L’entrata di Gesù a Gerusalemme inizia con una richiesta del Maestro a due suoi discepoli: ‘Andate nel villaggio di fronte: entrando, troverete un puledro legato, sul quale nessuno è mai salito; scioglietelo e portatelo qui. E se qualcuno vi chiederà: Perché lo sciogliete? Direte così: il Signore ne ha bisogno’ … Lo condussero da Gesù e, gettati i loro mantelli sul puledro, vi fecero salire Gesù. Via via che egli avanzava, stendevano i loro mantelli sulla strada. Era ormai vicino alla discesa del monte degli ulivi, quando tutta la folla dei discepoli, esultando, cominciò a lodare Dio a gran voce, per tutti i prodigi che avevano veduto dicendo: ‘Benedetto Colui che viene, il re, nel nome del Signore. Pace in terra, e gloria nel più alto dei cieli!’. Alcuni farisei tra la folla, gli dissero: ‘Maestro, rimprovera i tuoi discepoli’. Ma egli rispose: ‘Vi dico che, se questi taceranno, grideranno le pietre’”. (Lc. 19, 28-40)
La richiesta di Gesù di procurargli un puledro, per fare una ‘strana’ entrata in Gerusalemme, deve avere procurato un poco di stupore. Non aveva mai fatto una tale richiesta né un simile gesto.
La Sua vita era stata una rivelazione del Cuore del Padre. Aveva veramente accostato tutti, a cominciare dai poveri, dagli ultimi, ossia da quanti si riconoscevano bisognosi di amore, senza fare preferenze o distinzioni. Si era fatto trovare sulla strada da tutti, indifferenti, deboli, e potenti, poveri e ricchi, amici e nemici, offrendo ‘nulla’ e donando ‘il tutto’, cioè l’esperienza di essere amati con tutta la potenza e fedeltà dell’Amore. Aveva incontrato consenso e dissenso, l’amicizia di chi voleva seguirlo incondizionatamente e l’odio di chi progettava già la Sua morte.
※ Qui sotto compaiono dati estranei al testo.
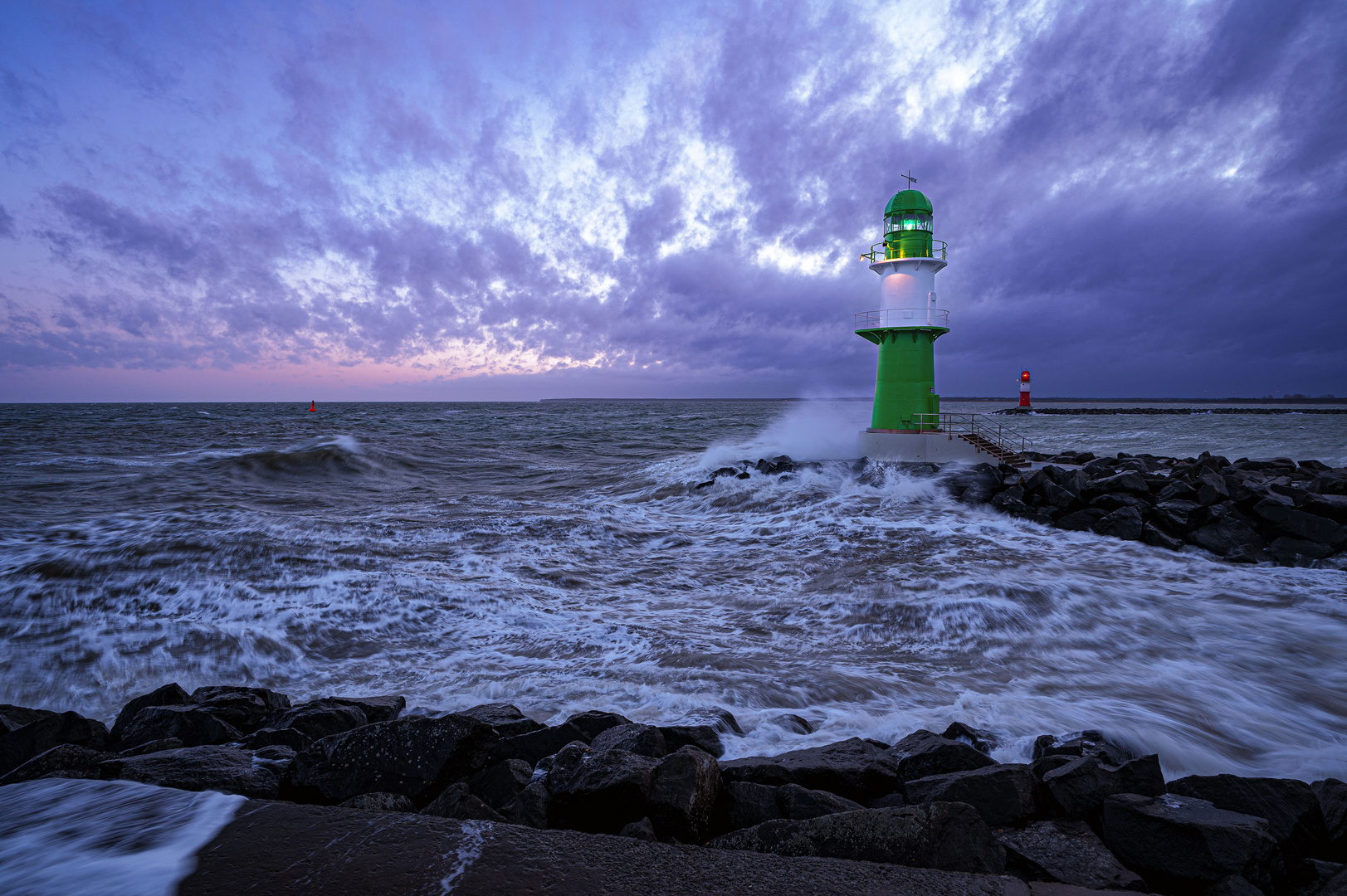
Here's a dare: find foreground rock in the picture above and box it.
[97,745,281,799]
[995,819,1146,892]
[710,803,1005,874]
[720,734,900,803]
[173,782,1029,896]
[944,451,1347,568]
[1103,794,1277,896]
[0,713,108,776]
[291,715,499,806]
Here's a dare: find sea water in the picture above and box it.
[0,402,1347,780]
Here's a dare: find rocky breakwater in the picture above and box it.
[945,451,1347,568]
[0,684,1347,896]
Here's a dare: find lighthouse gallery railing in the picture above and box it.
[912,414,1033,454]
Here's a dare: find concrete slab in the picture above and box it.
[178,801,1050,896]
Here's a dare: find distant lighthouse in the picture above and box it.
[856,173,1023,464]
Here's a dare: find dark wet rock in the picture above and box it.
[422,782,505,822]
[886,729,995,782]
[709,803,1005,874]
[549,749,659,834]
[766,713,813,734]
[1094,507,1142,542]
[904,762,1042,827]
[338,794,417,812]
[1042,754,1165,821]
[1057,507,1107,533]
[484,722,590,765]
[1141,523,1184,551]
[715,782,784,831]
[121,704,244,747]
[109,682,194,743]
[647,747,720,844]
[500,782,552,829]
[291,715,498,806]
[590,722,668,758]
[562,710,632,743]
[119,737,184,756]
[1033,729,1133,765]
[940,722,999,756]
[995,818,1146,892]
[191,684,290,743]
[325,694,407,725]
[1102,794,1277,894]
[618,818,660,844]
[1187,516,1263,557]
[781,784,865,822]
[0,743,117,786]
[266,699,369,741]
[238,728,314,753]
[0,704,56,736]
[1310,777,1347,862]
[459,704,547,737]
[720,734,900,803]
[98,738,281,799]
[1167,775,1328,873]
[1254,501,1342,546]
[467,759,534,811]
[0,713,108,775]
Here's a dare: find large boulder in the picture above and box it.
[266,698,369,741]
[1042,754,1165,822]
[905,762,1042,827]
[709,803,1005,874]
[566,709,632,743]
[885,729,997,782]
[763,784,865,822]
[98,738,281,799]
[291,715,499,806]
[1168,775,1328,873]
[488,722,590,765]
[549,749,659,834]
[121,704,244,747]
[1102,794,1278,896]
[0,704,56,734]
[995,818,1146,892]
[0,713,108,775]
[457,704,547,737]
[109,682,193,743]
[325,694,407,725]
[590,723,668,758]
[422,782,505,822]
[191,684,290,734]
[467,759,534,810]
[1310,777,1347,862]
[643,747,720,844]
[720,734,900,803]
[0,743,117,786]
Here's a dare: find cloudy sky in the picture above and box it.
[0,0,1347,402]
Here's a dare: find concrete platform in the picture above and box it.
[861,430,998,464]
[178,801,1095,896]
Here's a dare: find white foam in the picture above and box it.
[0,779,245,896]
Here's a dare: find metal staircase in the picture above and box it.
[912,414,1033,466]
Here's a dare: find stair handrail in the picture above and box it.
[912,412,1033,455]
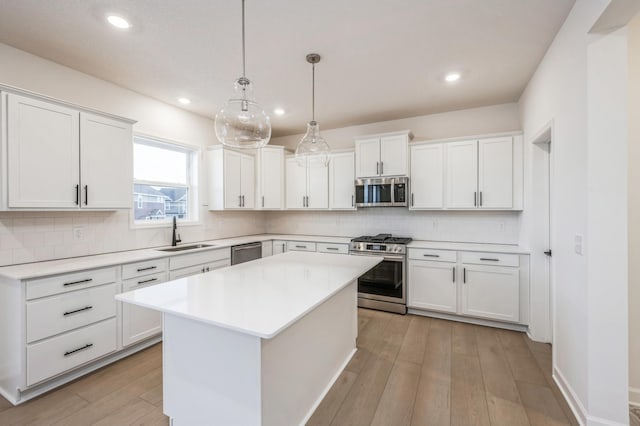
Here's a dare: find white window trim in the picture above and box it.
[129,132,202,229]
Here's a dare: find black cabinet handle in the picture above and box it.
[62,306,93,317]
[64,343,93,356]
[62,278,93,287]
[137,266,157,272]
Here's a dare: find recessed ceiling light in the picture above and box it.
[107,15,131,30]
[444,72,460,83]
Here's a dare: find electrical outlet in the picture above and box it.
[73,226,85,241]
[573,234,584,256]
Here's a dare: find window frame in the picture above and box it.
[129,132,202,229]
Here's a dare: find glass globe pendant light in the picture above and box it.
[215,0,271,148]
[295,53,331,167]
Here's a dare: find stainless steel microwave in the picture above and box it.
[356,176,409,207]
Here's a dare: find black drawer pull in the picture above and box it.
[64,343,93,356]
[136,266,157,272]
[62,306,93,317]
[62,278,93,287]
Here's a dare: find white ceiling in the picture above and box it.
[0,0,574,136]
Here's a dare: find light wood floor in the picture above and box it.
[0,309,577,426]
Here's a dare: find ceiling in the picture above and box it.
[0,0,574,136]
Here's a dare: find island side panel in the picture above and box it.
[162,314,262,426]
[262,281,358,426]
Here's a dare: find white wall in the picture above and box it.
[0,44,264,265]
[627,15,640,405]
[519,0,628,425]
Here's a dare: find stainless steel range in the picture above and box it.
[349,234,411,315]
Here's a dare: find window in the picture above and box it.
[133,135,198,224]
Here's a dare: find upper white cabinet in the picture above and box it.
[256,146,284,210]
[355,130,411,178]
[208,146,256,210]
[409,144,444,210]
[329,152,356,210]
[3,93,133,209]
[286,157,329,209]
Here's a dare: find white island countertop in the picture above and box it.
[116,252,383,339]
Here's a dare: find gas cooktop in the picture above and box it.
[351,234,411,244]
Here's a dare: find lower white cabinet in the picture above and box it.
[407,248,529,324]
[407,260,458,313]
[461,264,520,322]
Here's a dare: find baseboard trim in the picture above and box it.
[552,365,587,426]
[629,387,640,407]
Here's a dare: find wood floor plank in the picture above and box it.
[0,388,88,425]
[451,352,491,426]
[517,382,570,426]
[307,370,358,426]
[398,315,429,365]
[92,398,157,426]
[411,320,452,426]
[371,360,421,426]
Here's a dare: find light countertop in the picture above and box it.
[116,252,382,339]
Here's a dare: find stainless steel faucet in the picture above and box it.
[171,216,182,247]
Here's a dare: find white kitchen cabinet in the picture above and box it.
[409,144,444,210]
[208,146,256,210]
[445,136,523,210]
[286,157,329,209]
[6,93,133,209]
[329,152,356,210]
[407,260,457,313]
[355,130,412,178]
[256,146,284,210]
[461,264,520,322]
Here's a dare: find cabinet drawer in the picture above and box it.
[122,272,167,292]
[27,318,117,386]
[169,248,231,271]
[409,248,457,262]
[317,243,349,254]
[26,268,117,300]
[287,241,316,251]
[460,252,520,266]
[122,259,167,280]
[27,284,118,343]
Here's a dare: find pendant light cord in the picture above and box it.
[242,0,247,79]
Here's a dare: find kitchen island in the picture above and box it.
[116,252,382,426]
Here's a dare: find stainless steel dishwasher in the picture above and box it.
[231,242,262,265]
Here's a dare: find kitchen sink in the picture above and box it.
[156,244,213,252]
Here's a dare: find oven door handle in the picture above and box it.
[349,252,405,262]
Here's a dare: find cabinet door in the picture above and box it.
[356,138,380,178]
[240,155,256,209]
[80,112,133,209]
[286,157,307,209]
[409,144,444,210]
[462,265,520,322]
[307,167,329,209]
[380,135,409,176]
[478,136,513,209]
[258,149,284,209]
[407,261,457,313]
[7,94,79,209]
[446,141,478,209]
[122,272,166,346]
[329,152,356,210]
[223,150,242,209]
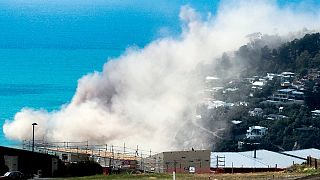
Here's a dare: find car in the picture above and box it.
[0,171,26,180]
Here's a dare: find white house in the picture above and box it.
[249,108,263,117]
[246,126,268,139]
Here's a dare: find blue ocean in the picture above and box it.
[0,0,222,146]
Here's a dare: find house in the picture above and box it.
[311,110,320,118]
[267,114,288,120]
[249,108,263,117]
[246,126,268,140]
[210,149,307,173]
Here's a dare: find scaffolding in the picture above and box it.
[22,140,157,171]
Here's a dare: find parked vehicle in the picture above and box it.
[0,171,26,180]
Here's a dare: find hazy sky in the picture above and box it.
[0,0,319,49]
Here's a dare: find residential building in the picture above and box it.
[246,126,268,139]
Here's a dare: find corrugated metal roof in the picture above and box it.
[210,150,304,168]
[283,148,320,159]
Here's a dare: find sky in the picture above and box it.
[0,0,320,150]
[0,0,220,49]
[0,0,320,49]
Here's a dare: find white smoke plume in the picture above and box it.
[3,0,320,151]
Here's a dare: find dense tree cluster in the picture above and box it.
[214,33,320,151]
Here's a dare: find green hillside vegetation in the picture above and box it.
[207,33,320,151]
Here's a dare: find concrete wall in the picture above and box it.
[143,150,210,173]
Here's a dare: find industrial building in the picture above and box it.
[0,146,59,177]
[143,150,210,173]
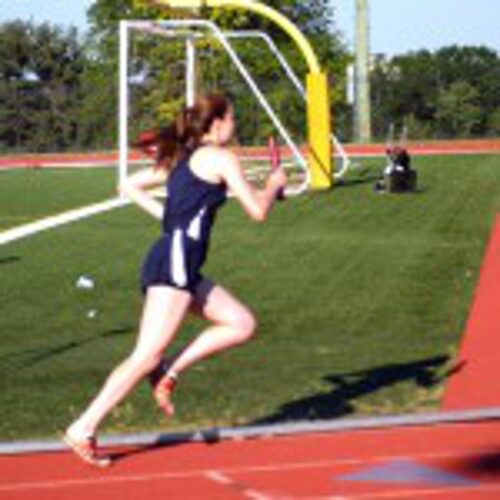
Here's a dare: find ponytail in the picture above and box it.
[134,94,230,171]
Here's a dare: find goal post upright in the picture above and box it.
[145,0,333,190]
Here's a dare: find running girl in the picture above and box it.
[64,94,286,467]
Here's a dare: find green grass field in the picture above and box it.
[0,156,500,440]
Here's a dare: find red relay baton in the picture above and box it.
[268,136,285,200]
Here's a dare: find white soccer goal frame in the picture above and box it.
[118,19,310,194]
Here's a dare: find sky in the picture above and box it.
[0,0,500,56]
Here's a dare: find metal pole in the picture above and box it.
[186,37,196,106]
[118,21,129,189]
[354,0,372,142]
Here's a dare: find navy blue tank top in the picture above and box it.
[163,158,227,241]
[142,158,227,293]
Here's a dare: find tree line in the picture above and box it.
[0,0,500,153]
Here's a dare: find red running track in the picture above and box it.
[0,422,500,500]
[443,216,500,410]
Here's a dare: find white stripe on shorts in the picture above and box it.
[171,229,187,287]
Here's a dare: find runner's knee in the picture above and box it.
[230,308,257,343]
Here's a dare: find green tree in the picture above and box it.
[0,21,84,151]
[83,0,347,145]
[372,46,500,138]
[436,81,481,137]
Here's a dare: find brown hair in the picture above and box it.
[135,94,231,170]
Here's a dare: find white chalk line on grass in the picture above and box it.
[0,198,129,246]
[0,452,500,498]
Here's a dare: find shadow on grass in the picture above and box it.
[252,356,449,425]
[0,326,132,374]
[0,255,21,266]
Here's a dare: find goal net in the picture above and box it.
[119,20,342,194]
Agli amici, che cercavano – e cercano oggi – la bellezza di amare ed essere amati, aveva chiesto di liberarsi dal ciarpame della vita, offrendo in dono se stessi. Questi a volte si erano entusiasmati di Lui, ma non sempre erano riusciti a capire la durezza della povertà, da Lui scelta, anche se era ed è il solo terreno fertile per la totale libertà dello spirito e la piena disponibilità a farsi dono. Ma lo avevano amato, e alla fine … seguito. Non così i suoi nemici, dei quali ‘la povertà di spirito’ metteva in discussione facili ipocrisie, potenze umane che sono sempre la maschera dell’uomo che vuole primeggiare su tutti, e diventano il vero e grave impedimento per l’incontro con Lui e incapacità a gustare la bellezza del farsi dono e gioia per i fratelli. Ed erano tutti presenti, gli uni e gli altri!
Forse in quel momento lo sguardo di Gesù si sarà posato con dolcezza e commozione sulla folla di ‘poveri in spirito e semplici di cuore’, Suoi amici, che davano prova di credere nella potenza dell’Amore, ma il suo trionfo, senza armi o eserciti, a dorso di un puledro, era un’aperta ‘sfida’ alla superbia di altri. Su quel puledro Gesù manifesta tutta la Sua mansuetudine che Lo renderà – e Lo rende ancora oggi – l’Agnello pronto ad essere umiliato, senza opporre resistenza.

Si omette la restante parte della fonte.